Il est seul sur son bateau, il pratique une technique de pêche bien spéciale.
Est-il assis sur un float tube ? Il est bien assis dans un fauteuil, sur l’eau, avec sa canne à pêche. Jeanne-Elise s’était dépêchée de prendre la photo et montrer à tout le monde la dernière innovation en matière de pratique de pêche. Une nouvelle american way of life à pratiquer avec le concours des meilleurs magasins de pêche avec des gens sympathiques et sensas, qui vous accueillent avec le sourire.

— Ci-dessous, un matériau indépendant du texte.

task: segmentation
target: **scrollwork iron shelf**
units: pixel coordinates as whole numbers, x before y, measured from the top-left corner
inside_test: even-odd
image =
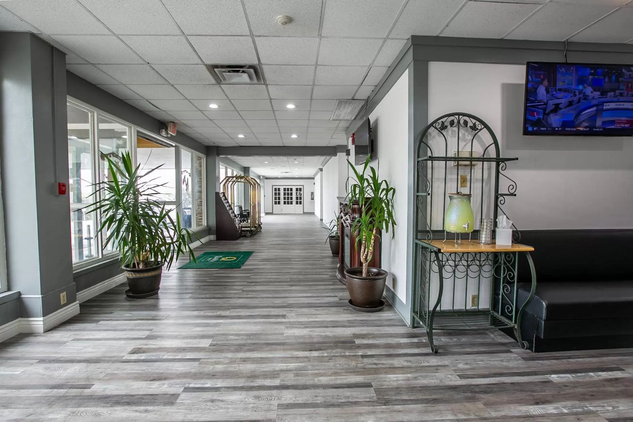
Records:
[[[473,200],[476,227],[481,217],[496,220],[500,212],[505,214],[501,206],[506,197],[517,196],[517,183],[503,172],[508,162],[517,159],[501,157],[490,127],[467,113],[442,116],[420,135],[414,178],[417,218],[411,321],[412,328],[425,328],[433,352],[437,352],[433,339],[433,331],[437,330],[508,328],[522,347],[527,346],[521,338],[520,321],[536,287],[530,256],[534,249],[517,243],[480,245],[476,240],[456,245],[446,240],[444,231],[448,194],[461,190],[458,180],[462,172],[469,176],[467,192],[463,193],[471,194]],[[518,242],[520,233],[514,225],[513,228]],[[477,232],[475,235],[476,239]],[[517,299],[520,254],[526,256],[532,274],[531,290],[523,303]],[[473,295],[478,299],[475,306],[468,301]]]

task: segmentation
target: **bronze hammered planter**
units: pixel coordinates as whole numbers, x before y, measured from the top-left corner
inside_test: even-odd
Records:
[[[384,306],[382,294],[389,274],[384,270],[370,267],[368,276],[363,277],[362,267],[353,267],[345,270],[350,304],[353,307],[382,309]],[[359,309],[360,310],[360,309]]]
[[[125,295],[133,299],[149,297],[158,293],[160,280],[163,275],[163,264],[141,268],[123,266],[127,278],[128,289]]]

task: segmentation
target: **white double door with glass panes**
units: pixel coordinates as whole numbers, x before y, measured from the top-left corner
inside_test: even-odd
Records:
[[[273,214],[303,213],[303,186],[273,186]]]

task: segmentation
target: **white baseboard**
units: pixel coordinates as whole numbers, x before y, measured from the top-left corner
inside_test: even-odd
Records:
[[[77,292],[77,302],[79,303],[84,303],[89,299],[92,299],[97,295],[101,294],[104,292],[107,292],[113,287],[118,286],[122,283],[125,282],[125,275],[123,273],[118,274],[112,277],[111,278],[108,278],[108,280],[104,280],[101,283],[98,283],[92,287],[89,287],[80,292]]]
[[[79,313],[79,302],[73,302],[41,318],[18,318],[0,326],[0,342],[20,333],[44,333]]]
[[[20,333],[45,333],[79,313],[79,302],[73,302],[41,318],[20,318]]]
[[[20,334],[21,332],[20,331],[20,318],[0,326],[0,343],[7,338],[11,338],[14,335]]]
[[[206,236],[205,237],[203,237],[199,240],[196,240],[196,242],[194,242],[189,245],[191,247],[191,249],[192,249],[195,247],[197,247],[203,243],[206,243],[209,240],[215,240],[215,235],[211,235],[210,236]]]

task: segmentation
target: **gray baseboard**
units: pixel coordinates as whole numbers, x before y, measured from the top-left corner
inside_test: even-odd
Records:
[[[383,295],[387,301],[391,304],[396,312],[400,316],[407,326],[411,326],[411,311],[409,307],[403,302],[396,292],[389,286],[385,286],[385,293]]]

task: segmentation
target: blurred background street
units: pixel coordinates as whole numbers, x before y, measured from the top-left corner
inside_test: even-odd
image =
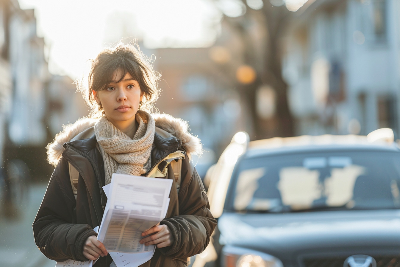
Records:
[[[0,266],[54,265],[31,227],[53,169],[46,146],[88,115],[74,81],[120,40],[162,75],[154,111],[201,140],[202,178],[239,131],[398,139],[398,0],[2,0]]]
[[[32,225],[46,191],[46,185],[30,185],[18,210],[4,210],[0,217],[0,266],[54,267],[55,262],[45,257],[32,242]]]

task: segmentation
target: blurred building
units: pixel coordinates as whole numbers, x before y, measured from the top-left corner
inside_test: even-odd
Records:
[[[162,92],[156,107],[161,113],[187,121],[190,132],[198,135],[205,151],[210,151],[204,154],[196,166],[202,176],[216,160],[215,154],[219,155],[246,124],[240,98],[232,90],[234,83],[227,81],[212,59],[210,49],[212,51],[212,48],[152,51],[156,59],[154,68],[162,75],[159,83]]]
[[[0,2],[0,168],[4,161],[3,150],[4,145],[6,119],[11,110],[12,85],[11,68],[8,58],[8,4]]]
[[[283,73],[297,134],[398,132],[400,2],[309,0],[296,14]]]
[[[68,76],[55,75],[48,82],[45,122],[50,138],[62,130],[63,124],[73,123],[89,114],[89,108],[82,94],[76,91],[74,82]]]
[[[41,178],[51,171],[47,143],[62,124],[88,113],[73,81],[49,72],[46,49],[34,10],[21,9],[17,0],[1,1],[0,167],[22,159]]]
[[[8,136],[16,145],[39,145],[46,139],[43,89],[50,76],[44,58],[44,40],[36,35],[33,10],[16,6],[9,27],[13,93]]]

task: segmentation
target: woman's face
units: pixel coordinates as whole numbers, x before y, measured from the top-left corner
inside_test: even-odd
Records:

Un fait qui n’est pas violent. Et que Jeanne-Elise risque-t-elle aujourd’hui pour montrer cette photo sur un autre canal, de dimension quelconque, avec un pseudo, pas de voix, pas sa photo, juste un style d’écriture. Un style qui lui appartient, une propriété intellectuelle qui lui est encore propre. Elle va jeter cette bombe à la face du monde. Car ce matin, enfin ce midi, elle a rejoué le dilemme de « L’aile ou la cuisse » dans un restaurant avec De Funès en Pivert, Coluche en pauvre héritier qui a du mal à avancer car sa vocation première était celle d’être clown mais papa l’en a empêché. Puis Jeanne-Elise a tenu tête en faisant le remake du film de Louis Malle avec Brigitte Bardot, « Vie privée, vie publique ». Je vous parle de ses références cinématographiques. Jeanne-Elise est détentrice d’un DUT INformation-communication option Métiers du livre… Est-elle une professionnelle de la vie privée et de la vie publique ? Quelles connaissances juridiques a-t-elle en la matière ? Un procureur de la république peut-être pour l’éclairer ? Jeanne-Elise a obtenu une licence professionnelle d’écrivain public qu’elle a obtenu bon gré mal gré. On lui a donné quelques notions juridiques et elle peut parfaitement lire un texte de loi du Code Civil Républicain instauré par Napoléon 1er, un empereur, et pas un président de la république ni un procureur de la république. Un avocat général peut-être ? Un homme ou un texte de loi ? Un Montesquieu en puissances pour l’éclairer ? Un ministre de la justice qui est un justiciable comme un autre malgré ses éternelles impunités…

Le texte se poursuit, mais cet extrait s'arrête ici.